Process Documentation

clipboard2Documenting your accounting processes provides long term benefits to your business. These benefits include increased control over the accuracy of information and reduced training costs for cross-training and new employees. It also provides an assurance that knowledge will not be lost with the loss of an employee.  Process documentation ranges from simple checklists to step by step detailed procedures.

Cross-training processes to cover positions while someone is on vacation helps to ensure that the flow of processing information is not interrupted. The drawback of cross-training is that the person covering the position often does this only once or twice per year. Having complete and updated documented processes give the person covering the position something to reference in support of their own personal notes for the process.  Many accounting systems have the ability to add notes to records within the accounting system. This is an excellent way to provide additional and specific information for unique situations that is available to everyone with access to that record.

Public companies are required to have those processes directly related to the compilation of financial information documented. Controls are required to be in place to ensure that reported information is accurate. It is easy to determine that you have the proper controls in place when you have documented the processes that are followed in your company.

Each position should be documented with a list of responsibilities for that position and a minimum of the items required to complete those responsibilities.  Procedures including screen prints and report samples provide a solid reference for anyone required to complete a process.

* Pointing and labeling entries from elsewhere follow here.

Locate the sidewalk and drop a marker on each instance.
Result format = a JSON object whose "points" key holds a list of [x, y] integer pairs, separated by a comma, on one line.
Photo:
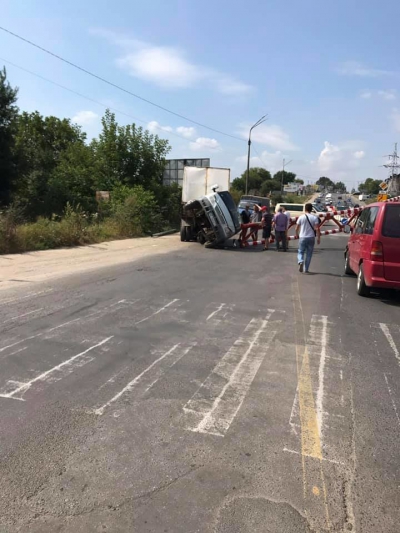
{"points": [[47, 265]]}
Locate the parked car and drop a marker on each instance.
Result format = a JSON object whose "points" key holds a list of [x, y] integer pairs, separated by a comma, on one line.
{"points": [[373, 249]]}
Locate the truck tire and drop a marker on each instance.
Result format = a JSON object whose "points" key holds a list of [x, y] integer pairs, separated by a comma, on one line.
{"points": [[347, 269], [183, 233], [189, 233]]}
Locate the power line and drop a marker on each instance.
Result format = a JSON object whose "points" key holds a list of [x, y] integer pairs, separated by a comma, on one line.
{"points": [[104, 80], [90, 99]]}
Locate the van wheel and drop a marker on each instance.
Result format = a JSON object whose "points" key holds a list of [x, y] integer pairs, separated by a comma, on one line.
{"points": [[183, 233], [347, 269], [189, 233], [362, 288]]}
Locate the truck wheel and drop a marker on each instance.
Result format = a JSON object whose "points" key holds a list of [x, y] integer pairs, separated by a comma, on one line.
{"points": [[183, 233], [362, 288], [189, 233], [347, 269]]}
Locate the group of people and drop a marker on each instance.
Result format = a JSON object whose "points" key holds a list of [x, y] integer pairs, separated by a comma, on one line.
{"points": [[307, 230]]}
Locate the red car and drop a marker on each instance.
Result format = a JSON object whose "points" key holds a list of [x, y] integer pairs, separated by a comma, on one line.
{"points": [[373, 250]]}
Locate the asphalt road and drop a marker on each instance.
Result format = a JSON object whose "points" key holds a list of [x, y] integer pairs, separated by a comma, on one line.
{"points": [[201, 391]]}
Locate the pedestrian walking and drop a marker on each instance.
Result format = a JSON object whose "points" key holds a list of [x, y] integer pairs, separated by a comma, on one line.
{"points": [[307, 229], [287, 229], [266, 225], [245, 215], [280, 223], [255, 218]]}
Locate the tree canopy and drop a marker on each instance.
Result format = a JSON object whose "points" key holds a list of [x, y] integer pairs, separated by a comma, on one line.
{"points": [[47, 163], [8, 117]]}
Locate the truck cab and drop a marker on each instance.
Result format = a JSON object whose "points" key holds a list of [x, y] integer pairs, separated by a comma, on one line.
{"points": [[211, 218]]}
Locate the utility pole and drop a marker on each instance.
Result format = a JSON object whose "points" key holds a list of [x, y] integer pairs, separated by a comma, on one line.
{"points": [[284, 164], [394, 170], [260, 121]]}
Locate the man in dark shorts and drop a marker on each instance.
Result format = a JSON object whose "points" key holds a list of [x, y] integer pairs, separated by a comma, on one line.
{"points": [[266, 226]]}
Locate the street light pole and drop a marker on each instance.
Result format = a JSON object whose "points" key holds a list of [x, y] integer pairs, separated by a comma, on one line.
{"points": [[260, 121], [284, 164]]}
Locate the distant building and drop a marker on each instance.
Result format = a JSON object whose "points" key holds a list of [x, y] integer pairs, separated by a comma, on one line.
{"points": [[173, 172]]}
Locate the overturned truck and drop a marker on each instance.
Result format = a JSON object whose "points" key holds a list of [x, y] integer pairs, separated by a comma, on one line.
{"points": [[209, 214]]}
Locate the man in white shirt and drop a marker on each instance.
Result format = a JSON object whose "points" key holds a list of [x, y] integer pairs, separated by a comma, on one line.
{"points": [[307, 229], [287, 231]]}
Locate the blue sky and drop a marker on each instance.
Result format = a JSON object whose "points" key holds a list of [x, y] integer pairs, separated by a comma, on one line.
{"points": [[327, 75]]}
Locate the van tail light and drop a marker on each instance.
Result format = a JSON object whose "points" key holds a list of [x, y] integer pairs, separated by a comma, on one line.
{"points": [[377, 251]]}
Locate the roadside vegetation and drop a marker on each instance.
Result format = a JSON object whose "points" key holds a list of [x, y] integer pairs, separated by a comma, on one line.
{"points": [[50, 174]]}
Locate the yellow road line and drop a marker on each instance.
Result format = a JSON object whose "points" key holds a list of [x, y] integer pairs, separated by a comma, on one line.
{"points": [[310, 436]]}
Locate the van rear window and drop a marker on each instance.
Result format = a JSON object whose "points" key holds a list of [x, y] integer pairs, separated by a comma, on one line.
{"points": [[391, 224]]}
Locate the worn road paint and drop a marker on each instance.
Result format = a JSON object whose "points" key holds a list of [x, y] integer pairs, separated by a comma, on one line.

Documenting processes does not have to overload your employees. Processes can be done during the course of the work day.

This easy procedure will assist documenting critical positions in your companies workflow.
1    Make a list of the position responsibilities as they occur. This is easily done by keeping a word processing document open or a pad of paper handy to record the current task being worked on.

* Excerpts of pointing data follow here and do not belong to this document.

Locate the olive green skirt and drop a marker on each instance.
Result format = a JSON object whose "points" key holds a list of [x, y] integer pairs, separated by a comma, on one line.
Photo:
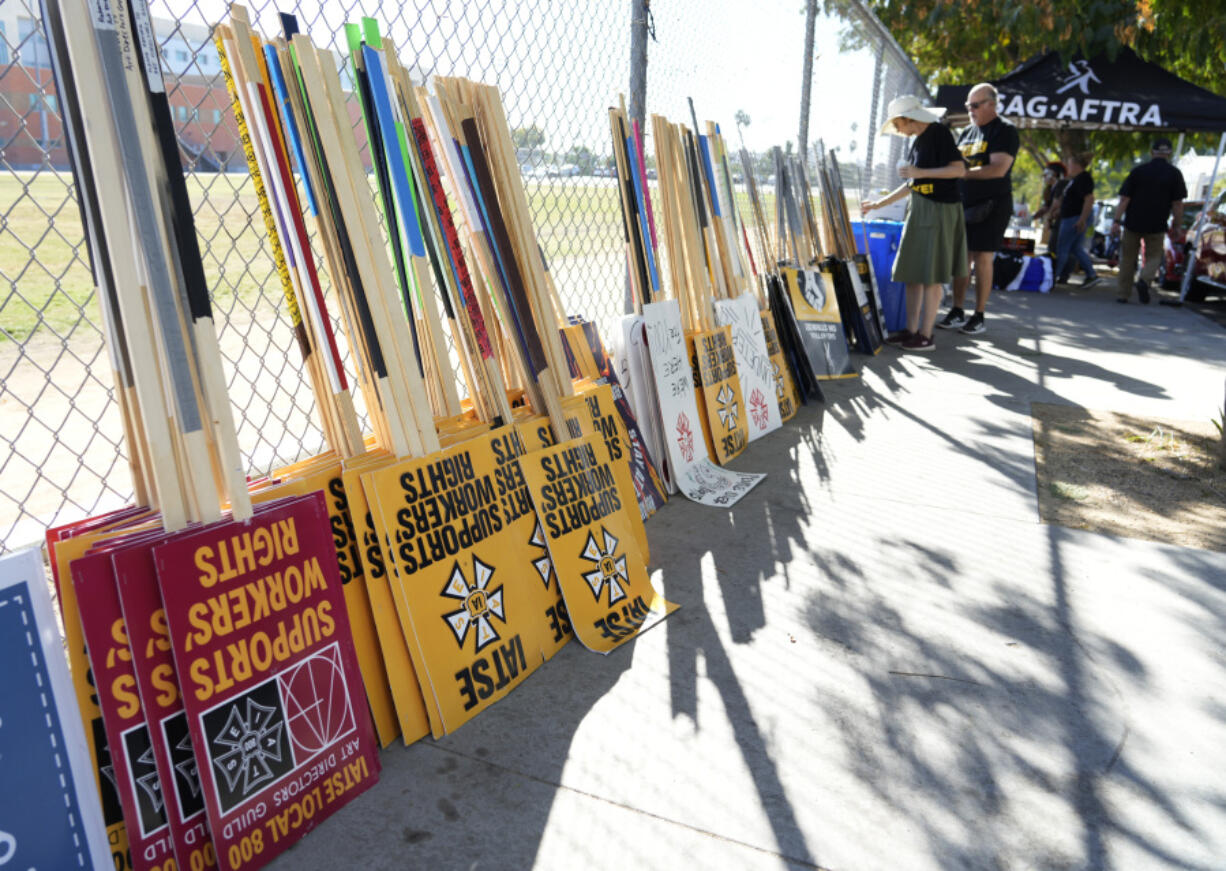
{"points": [[933, 245]]}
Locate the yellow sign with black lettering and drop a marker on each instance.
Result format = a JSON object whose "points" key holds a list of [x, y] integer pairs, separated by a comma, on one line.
{"points": [[716, 382], [607, 422], [587, 526], [406, 690], [456, 530]]}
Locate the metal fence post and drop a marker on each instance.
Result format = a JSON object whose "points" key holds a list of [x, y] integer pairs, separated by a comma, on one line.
{"points": [[639, 11], [810, 19], [871, 134]]}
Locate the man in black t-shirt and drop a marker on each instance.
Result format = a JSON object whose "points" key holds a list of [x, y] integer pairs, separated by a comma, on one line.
{"points": [[1150, 194], [989, 146]]}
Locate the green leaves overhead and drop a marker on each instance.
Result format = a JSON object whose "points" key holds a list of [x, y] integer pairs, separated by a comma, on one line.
{"points": [[965, 41]]}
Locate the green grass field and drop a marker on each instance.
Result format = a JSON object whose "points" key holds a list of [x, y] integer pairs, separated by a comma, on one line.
{"points": [[44, 276]]}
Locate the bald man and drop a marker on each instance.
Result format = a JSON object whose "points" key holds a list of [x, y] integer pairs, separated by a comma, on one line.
{"points": [[989, 146]]}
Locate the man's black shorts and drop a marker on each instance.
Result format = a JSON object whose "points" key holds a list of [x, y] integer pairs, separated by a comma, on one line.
{"points": [[987, 234]]}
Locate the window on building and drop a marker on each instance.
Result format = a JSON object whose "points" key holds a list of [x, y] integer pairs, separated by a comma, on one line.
{"points": [[32, 48]]}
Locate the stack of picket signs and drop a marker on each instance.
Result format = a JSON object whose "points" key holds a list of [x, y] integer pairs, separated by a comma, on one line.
{"points": [[824, 306], [240, 648], [703, 368]]}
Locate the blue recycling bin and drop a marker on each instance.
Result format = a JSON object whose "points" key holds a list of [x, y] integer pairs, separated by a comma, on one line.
{"points": [[883, 243]]}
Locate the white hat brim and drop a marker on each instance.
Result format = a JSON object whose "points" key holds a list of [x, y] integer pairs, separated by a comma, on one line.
{"points": [[926, 115]]}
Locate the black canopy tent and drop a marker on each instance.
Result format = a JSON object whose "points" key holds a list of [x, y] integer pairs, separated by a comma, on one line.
{"points": [[1126, 93], [1100, 93]]}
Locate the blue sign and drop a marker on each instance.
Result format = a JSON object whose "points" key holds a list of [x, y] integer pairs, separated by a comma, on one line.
{"points": [[49, 813]]}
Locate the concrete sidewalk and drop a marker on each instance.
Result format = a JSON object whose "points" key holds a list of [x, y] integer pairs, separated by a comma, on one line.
{"points": [[883, 659]]}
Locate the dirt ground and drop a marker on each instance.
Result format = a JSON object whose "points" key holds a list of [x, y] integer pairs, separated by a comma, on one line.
{"points": [[1132, 476]]}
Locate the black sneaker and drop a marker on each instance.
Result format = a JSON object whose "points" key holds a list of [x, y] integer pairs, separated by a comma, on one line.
{"points": [[955, 318], [974, 325]]}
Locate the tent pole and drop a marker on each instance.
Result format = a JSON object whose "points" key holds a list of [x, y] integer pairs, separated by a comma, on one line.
{"points": [[1191, 263]]}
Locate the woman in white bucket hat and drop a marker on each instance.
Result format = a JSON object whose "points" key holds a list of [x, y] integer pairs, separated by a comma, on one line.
{"points": [[933, 247]]}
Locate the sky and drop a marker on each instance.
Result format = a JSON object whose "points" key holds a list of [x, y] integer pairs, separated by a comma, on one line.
{"points": [[562, 64]]}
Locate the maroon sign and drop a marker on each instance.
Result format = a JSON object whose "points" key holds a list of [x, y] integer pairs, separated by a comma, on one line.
{"points": [[269, 676]]}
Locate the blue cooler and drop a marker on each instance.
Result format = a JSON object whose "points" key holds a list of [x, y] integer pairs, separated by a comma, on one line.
{"points": [[883, 243]]}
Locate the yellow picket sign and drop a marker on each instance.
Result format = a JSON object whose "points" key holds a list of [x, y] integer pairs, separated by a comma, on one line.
{"points": [[586, 523], [453, 531], [785, 385], [716, 382], [607, 422], [402, 682]]}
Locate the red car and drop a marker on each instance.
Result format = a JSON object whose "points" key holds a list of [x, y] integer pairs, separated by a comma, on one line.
{"points": [[1176, 255], [1209, 264]]}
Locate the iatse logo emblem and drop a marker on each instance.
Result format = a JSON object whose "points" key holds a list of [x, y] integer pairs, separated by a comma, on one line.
{"points": [[611, 568], [481, 604], [728, 409]]}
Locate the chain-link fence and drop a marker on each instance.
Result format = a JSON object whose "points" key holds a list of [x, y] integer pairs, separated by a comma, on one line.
{"points": [[558, 66]]}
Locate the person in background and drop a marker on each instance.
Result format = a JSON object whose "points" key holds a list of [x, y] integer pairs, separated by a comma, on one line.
{"points": [[933, 247], [1151, 194], [1075, 209], [1050, 207], [989, 146]]}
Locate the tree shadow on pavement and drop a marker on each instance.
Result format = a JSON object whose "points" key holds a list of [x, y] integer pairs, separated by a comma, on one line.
{"points": [[997, 723]]}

2    Write out the steps for each responsibility. Write down each step that you do for each task.

3    Provide detailed explanations for each step. Include the use of screen prints where applicable. Referencing a picture helps to jog the memory.

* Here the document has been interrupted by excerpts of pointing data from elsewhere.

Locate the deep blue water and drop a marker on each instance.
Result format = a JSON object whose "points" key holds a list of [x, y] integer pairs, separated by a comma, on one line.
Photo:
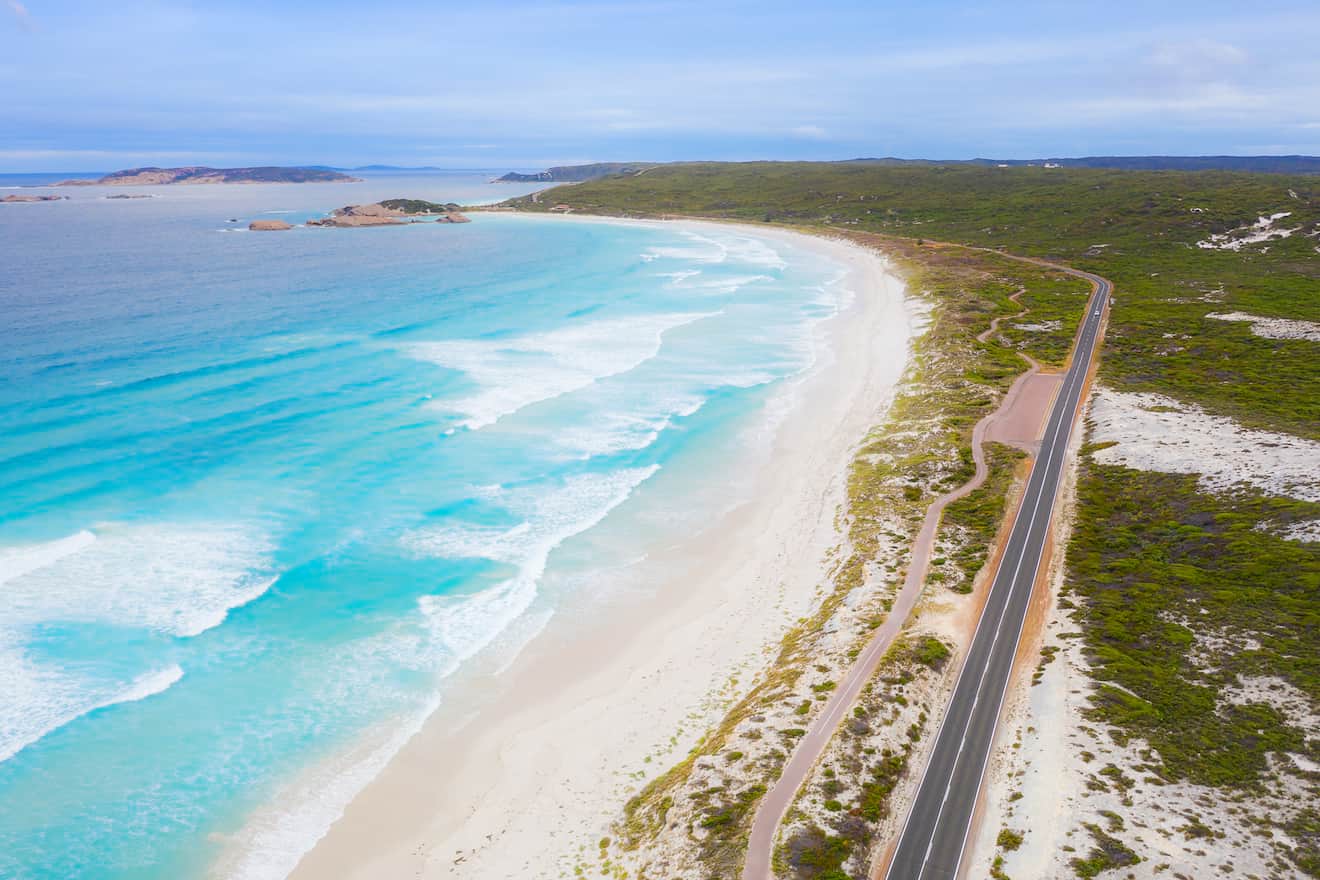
{"points": [[262, 494]]}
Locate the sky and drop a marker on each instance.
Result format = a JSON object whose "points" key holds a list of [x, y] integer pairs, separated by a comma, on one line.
{"points": [[485, 83]]}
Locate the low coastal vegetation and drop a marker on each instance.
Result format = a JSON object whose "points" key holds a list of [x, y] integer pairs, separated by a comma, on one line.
{"points": [[694, 818], [1197, 610], [974, 519]]}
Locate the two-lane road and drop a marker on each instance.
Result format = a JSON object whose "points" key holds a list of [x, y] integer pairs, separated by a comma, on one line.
{"points": [[935, 835]]}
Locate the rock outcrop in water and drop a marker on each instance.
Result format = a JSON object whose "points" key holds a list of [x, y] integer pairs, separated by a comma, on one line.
{"points": [[391, 213], [13, 199]]}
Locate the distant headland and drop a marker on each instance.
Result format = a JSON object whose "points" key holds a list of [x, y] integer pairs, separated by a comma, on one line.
{"points": [[577, 173], [194, 174]]}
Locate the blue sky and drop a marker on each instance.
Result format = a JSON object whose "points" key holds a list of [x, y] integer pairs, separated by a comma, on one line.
{"points": [[102, 85]]}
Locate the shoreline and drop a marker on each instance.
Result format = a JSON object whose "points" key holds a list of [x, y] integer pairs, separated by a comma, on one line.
{"points": [[593, 707]]}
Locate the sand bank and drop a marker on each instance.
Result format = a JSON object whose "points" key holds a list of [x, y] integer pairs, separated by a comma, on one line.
{"points": [[529, 761]]}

4    Test the written procedure that next time you do that task. Update it with any steps you have missed. Be careful to document every step. Don’t overlook steps have become second nature.  Another person following the procedure may not have the same technical knowledge base that you have.

5    Review the procedure on a yearly basis by following it to ensure that process changes are documented.

6    Document a list of exceptions to the process and description of how those exceptions are handled.

7    Store a copy of all procedures in a common folder.

Insure against the loss of valuable knowledge in your companies processes by reviewing and updating your processes and procedures today.